Benzimidazolone-based selective σ₂ receptor ligands: Synthesis and pharmacological evaluation

Sigma receptors (σRs) are considered to be a significant and valid target for developing new medications to address several diseases. Their potential involvement in numerous central nervous system disorders, neuropathic pain, addiction, and cancer has been extensively reported. In particular, the σ₂R has been identified as potential target for the development of pharmaceutical agents intended to treat the negative effects associated with drugs of abuse. As a continuation of our previous efforts to develop new selective σ₂R ligands, a series of benzimidazolone derivatives were designed, synthesized, and characterized. The newly synthesized ligands were evaluated through in vitro radioligand binding assays to determine their affinity and selectivity towards both σ₁ and σ₂ receptors.
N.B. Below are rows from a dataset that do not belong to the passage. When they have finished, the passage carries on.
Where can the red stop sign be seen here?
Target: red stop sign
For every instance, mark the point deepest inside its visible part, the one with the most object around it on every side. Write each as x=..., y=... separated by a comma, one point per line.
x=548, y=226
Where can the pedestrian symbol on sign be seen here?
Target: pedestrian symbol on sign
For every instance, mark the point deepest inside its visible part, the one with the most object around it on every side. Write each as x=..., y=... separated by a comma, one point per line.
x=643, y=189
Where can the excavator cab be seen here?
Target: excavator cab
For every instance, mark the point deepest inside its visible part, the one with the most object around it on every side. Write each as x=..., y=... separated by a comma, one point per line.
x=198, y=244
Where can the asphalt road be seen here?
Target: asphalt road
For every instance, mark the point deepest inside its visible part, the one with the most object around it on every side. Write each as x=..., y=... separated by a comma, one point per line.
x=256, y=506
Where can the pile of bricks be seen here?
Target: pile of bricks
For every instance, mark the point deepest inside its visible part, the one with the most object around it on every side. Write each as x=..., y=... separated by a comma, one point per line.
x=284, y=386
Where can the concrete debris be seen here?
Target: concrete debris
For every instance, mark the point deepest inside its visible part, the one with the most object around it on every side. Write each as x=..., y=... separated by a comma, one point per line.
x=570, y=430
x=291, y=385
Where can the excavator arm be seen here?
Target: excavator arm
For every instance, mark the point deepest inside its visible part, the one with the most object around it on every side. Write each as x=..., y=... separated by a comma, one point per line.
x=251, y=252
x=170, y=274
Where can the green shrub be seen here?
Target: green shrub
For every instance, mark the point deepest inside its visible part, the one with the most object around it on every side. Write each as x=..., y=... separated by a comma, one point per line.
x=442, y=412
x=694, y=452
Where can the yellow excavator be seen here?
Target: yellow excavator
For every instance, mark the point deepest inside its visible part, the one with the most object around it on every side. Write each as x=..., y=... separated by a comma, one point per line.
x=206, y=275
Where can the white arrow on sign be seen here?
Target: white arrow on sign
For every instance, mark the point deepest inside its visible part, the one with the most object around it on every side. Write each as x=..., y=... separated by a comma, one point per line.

Several derivatives displayed high affinity for the σ₂R (K_i = 0.66-68.5 nM) and varied from preferring to selective, compared to σ₁R (σ₁/σ₂ = 5.8-1139). Among them, compound 1-{4-[4-(4-fluorophenyl)piperazin-1-yl]butyl}-3-propyl-1,3-dihydrobenzimidazol-2-one dihydrochloride (14) displayed the ability to produce a dose-dependent reduction in the convulsive effects of cocaine in a rodent model after injecting 10 mg/kg (i.p.). These preliminary results support the use of selective σ₂R ligands in the development of useful pharmacological tools or potential pharmacotherapies for cocaine toxicity.